Our mineral consumption isn’t about to fall. We’re heading for the hump.
I read The Techno-Optimist Manifesto so you don’t have to. Rintrah by Radagast. Dec 2, 2023
There’s a growing realization I have, that one of the main effects that wealth and technology have is their ability to shield the mind from reality. Opulence is an insulator. More than anything, opulence makes you feel invulnerable. In Uganda, men prey for rain. They understand that they are tied to their environment and its well-being.
This doesn’t really exist in the modern world. You don’t feel tied to your region. I would encourage you to ask people, why they live where they live. Ask someone: Why do you live in Rotterdam? Why do you live in St. Louis? Why do you live in Maastricht? Why do you live in Memphis? You’ll receive answers like:
“Well because I want to study engineering”
“Because I work at an auto manufacturing plant”
“Because my parents moved here”
I can almost guarantee you there’s one thing nobody will say: Because there’s a river. And yet that’s probably why you live where you live. All the answers you will give come back to that point. Your grandfather moved to Chicago to work at a steel mill? Oh cool. So why is the steel mill there? BECAUSE THERE’S A MASSIVE RIVER LEADING TO NEW ORLEANS, ALLOWING YOU TO SHIP HEAVY GOODS ACROSS THE COUNTRY AT A FRACTION OF THE COST OF TRANSPORTING THEM BY ROAD OR RAIL.
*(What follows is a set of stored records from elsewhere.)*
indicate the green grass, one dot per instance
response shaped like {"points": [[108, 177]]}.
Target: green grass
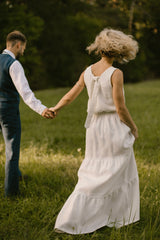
{"points": [[51, 153]]}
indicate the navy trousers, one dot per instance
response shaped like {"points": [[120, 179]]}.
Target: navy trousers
{"points": [[11, 129]]}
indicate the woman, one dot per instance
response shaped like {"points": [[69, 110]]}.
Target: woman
{"points": [[107, 192]]}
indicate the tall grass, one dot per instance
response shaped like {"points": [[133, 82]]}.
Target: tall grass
{"points": [[51, 153]]}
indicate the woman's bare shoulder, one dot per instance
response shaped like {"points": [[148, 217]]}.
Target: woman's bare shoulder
{"points": [[117, 77]]}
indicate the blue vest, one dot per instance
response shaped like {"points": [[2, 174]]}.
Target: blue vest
{"points": [[8, 92]]}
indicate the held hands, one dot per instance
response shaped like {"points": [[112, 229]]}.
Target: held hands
{"points": [[53, 109], [47, 113]]}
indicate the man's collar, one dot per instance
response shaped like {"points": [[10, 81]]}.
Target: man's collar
{"points": [[6, 51]]}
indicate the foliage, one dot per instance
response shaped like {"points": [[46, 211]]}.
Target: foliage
{"points": [[59, 31], [51, 153], [17, 17]]}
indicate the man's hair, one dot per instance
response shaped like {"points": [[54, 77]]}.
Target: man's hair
{"points": [[16, 36]]}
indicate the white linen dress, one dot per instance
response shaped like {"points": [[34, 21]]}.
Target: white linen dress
{"points": [[107, 191]]}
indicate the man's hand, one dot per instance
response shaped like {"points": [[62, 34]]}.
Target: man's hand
{"points": [[53, 109], [48, 114]]}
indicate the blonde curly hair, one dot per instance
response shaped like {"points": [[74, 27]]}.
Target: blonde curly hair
{"points": [[114, 44]]}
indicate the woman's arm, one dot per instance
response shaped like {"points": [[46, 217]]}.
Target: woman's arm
{"points": [[117, 83], [71, 95]]}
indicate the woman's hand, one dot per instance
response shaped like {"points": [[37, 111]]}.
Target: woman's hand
{"points": [[55, 110]]}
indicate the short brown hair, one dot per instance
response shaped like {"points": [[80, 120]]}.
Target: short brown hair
{"points": [[16, 36]]}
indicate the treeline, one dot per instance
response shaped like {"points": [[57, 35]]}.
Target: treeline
{"points": [[58, 32]]}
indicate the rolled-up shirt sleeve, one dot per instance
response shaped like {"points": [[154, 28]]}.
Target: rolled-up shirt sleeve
{"points": [[17, 74]]}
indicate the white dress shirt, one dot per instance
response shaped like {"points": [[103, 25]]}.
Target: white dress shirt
{"points": [[18, 77]]}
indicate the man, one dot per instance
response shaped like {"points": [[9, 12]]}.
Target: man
{"points": [[12, 83]]}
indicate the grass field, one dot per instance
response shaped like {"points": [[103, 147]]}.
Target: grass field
{"points": [[51, 153]]}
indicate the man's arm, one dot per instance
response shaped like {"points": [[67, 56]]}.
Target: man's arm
{"points": [[19, 79]]}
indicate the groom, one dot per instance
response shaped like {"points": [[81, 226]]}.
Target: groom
{"points": [[12, 84]]}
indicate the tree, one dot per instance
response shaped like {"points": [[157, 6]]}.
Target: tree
{"points": [[16, 16]]}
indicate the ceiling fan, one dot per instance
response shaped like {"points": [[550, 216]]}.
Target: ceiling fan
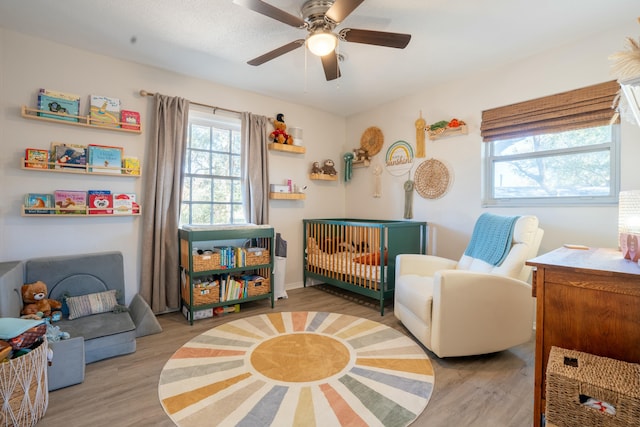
{"points": [[320, 18]]}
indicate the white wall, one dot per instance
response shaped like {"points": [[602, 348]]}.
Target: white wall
{"points": [[452, 217], [27, 64]]}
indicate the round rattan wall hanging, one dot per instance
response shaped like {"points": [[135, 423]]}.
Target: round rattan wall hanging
{"points": [[432, 179], [372, 140]]}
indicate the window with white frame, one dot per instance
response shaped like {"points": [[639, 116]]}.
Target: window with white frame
{"points": [[561, 149], [572, 167], [211, 193]]}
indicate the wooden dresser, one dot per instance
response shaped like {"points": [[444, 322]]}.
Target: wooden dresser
{"points": [[587, 300]]}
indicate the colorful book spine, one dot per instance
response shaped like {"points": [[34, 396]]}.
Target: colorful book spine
{"points": [[131, 166], [100, 202], [105, 159], [36, 158], [104, 111], [130, 119], [70, 202], [65, 106], [125, 204], [68, 155], [36, 203]]}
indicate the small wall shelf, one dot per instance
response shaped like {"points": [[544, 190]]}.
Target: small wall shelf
{"points": [[287, 196], [297, 149], [83, 121], [447, 132], [86, 213], [322, 177], [77, 169]]}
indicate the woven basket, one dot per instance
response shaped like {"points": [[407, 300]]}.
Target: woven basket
{"points": [[255, 257], [432, 179], [258, 287], [23, 387], [572, 375], [202, 293], [206, 262]]}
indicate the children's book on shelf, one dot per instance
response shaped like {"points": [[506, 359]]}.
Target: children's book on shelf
{"points": [[104, 111], [100, 202], [37, 203], [36, 158], [131, 166], [70, 201], [130, 119], [125, 204], [105, 159], [65, 105], [65, 155]]}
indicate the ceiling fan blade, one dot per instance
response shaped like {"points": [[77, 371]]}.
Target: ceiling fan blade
{"points": [[330, 65], [341, 9], [379, 38], [276, 52], [272, 12]]}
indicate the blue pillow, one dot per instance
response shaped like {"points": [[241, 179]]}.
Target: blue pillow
{"points": [[11, 327]]}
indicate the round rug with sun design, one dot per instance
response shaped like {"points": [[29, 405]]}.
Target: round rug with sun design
{"points": [[297, 369]]}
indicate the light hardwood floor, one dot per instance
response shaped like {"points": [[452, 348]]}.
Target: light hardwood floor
{"points": [[492, 390]]}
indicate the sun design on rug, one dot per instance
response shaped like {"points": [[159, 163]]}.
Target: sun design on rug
{"points": [[298, 369]]}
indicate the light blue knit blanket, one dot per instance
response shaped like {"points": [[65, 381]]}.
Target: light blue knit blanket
{"points": [[491, 238]]}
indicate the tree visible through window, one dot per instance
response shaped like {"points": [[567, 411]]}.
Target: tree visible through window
{"points": [[577, 166], [212, 176]]}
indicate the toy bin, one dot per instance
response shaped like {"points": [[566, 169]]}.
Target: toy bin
{"points": [[23, 388], [587, 390]]}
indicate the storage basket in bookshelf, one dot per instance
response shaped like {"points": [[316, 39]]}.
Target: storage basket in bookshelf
{"points": [[203, 293], [206, 261], [587, 390], [257, 256], [23, 387], [258, 287]]}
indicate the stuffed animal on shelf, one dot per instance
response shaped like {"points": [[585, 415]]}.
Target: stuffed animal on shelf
{"points": [[280, 134], [34, 298]]}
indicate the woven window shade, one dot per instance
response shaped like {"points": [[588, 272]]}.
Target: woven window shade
{"points": [[575, 109]]}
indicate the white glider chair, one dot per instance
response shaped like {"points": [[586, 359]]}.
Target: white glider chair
{"points": [[470, 306]]}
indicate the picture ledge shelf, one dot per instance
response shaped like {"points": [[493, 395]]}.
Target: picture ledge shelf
{"points": [[287, 148], [447, 132], [83, 121], [77, 169], [287, 196], [323, 177], [86, 213]]}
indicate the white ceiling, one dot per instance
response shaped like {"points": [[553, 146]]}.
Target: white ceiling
{"points": [[213, 39]]}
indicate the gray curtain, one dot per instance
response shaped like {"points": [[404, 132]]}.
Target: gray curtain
{"points": [[255, 168], [163, 178]]}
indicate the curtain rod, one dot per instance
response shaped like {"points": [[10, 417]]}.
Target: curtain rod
{"points": [[213, 107]]}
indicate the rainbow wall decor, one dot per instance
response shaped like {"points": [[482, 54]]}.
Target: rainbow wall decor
{"points": [[399, 158]]}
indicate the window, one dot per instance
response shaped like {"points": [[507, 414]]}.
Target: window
{"points": [[557, 150], [572, 167], [212, 192]]}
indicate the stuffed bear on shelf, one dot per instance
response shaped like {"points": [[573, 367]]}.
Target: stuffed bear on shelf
{"points": [[34, 298], [280, 134]]}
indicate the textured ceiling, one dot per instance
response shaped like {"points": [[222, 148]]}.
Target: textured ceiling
{"points": [[213, 40]]}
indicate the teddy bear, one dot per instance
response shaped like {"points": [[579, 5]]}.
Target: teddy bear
{"points": [[34, 298], [328, 167], [280, 134]]}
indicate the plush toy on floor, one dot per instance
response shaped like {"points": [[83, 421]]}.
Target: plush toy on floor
{"points": [[280, 134], [34, 298]]}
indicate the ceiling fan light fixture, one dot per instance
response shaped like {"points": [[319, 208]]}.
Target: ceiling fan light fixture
{"points": [[322, 42]]}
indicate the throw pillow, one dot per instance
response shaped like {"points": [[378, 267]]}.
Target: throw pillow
{"points": [[86, 305]]}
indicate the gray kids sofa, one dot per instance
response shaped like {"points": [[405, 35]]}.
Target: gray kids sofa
{"points": [[104, 335]]}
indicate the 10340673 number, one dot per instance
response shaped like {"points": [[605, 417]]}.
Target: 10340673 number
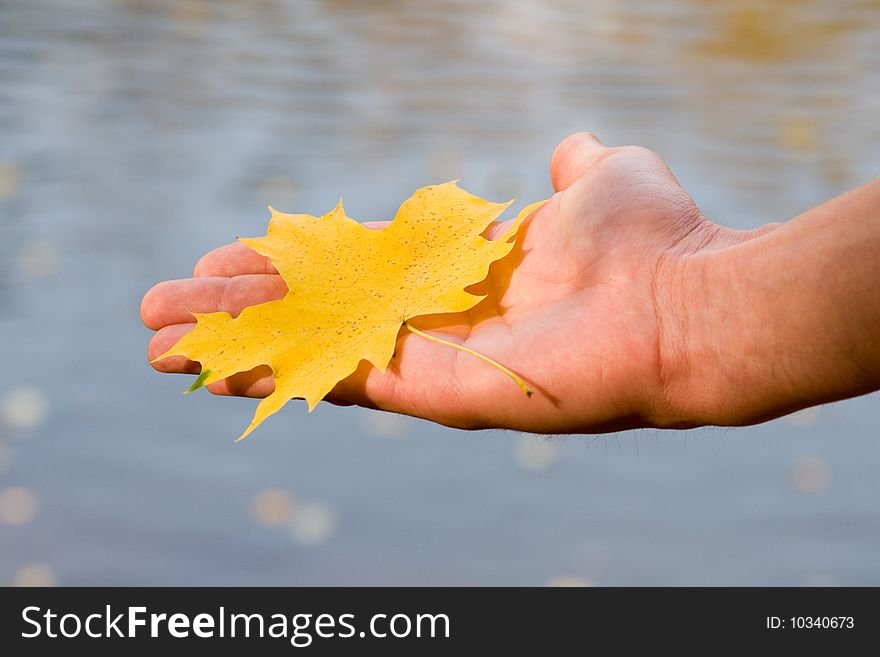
{"points": [[810, 623]]}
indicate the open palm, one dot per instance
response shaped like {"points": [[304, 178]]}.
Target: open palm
{"points": [[584, 309]]}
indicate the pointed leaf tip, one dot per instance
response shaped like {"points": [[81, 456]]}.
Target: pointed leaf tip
{"points": [[199, 382]]}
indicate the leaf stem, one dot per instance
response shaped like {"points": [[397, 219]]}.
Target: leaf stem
{"points": [[513, 375]]}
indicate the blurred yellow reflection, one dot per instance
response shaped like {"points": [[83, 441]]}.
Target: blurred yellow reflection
{"points": [[35, 574], [18, 506], [273, 507]]}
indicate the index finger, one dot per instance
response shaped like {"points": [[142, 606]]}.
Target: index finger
{"points": [[236, 259]]}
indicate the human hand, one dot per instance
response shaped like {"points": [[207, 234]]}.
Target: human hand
{"points": [[587, 308]]}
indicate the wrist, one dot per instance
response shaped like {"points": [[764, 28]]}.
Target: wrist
{"points": [[703, 351]]}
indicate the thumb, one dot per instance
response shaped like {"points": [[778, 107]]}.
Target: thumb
{"points": [[573, 157]]}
And everything else you’re doing, only exists by the grace of these industries. You don’t work at the steel mill in Chicago, but at a university in Chicago? Well congratulations, you’re even further removed from actual physical reality, making you even more blind.
If you see the coal brought in by boat, or the finished product leave by boat, you might at least once in your entire life remember why you live where you live. But if your job consists of explaining to a bunch of 18 year olds why everything is racist, sexist and/or homophobic, you are permanently protected from understanding how you ended up there. Your entire reality is social, so you end up understanding nothing.
A lot of people have this back to the land fantasy. It’s easy to discover this, when you point out how harmful SUVs are. You’ll discover numerous Americans who insist they need one, to drive back and forth to their permaculture farm somewhere in bumfuck nowhere. In reality, we would be better off with people moving “back to the water” instead of “back to the land”.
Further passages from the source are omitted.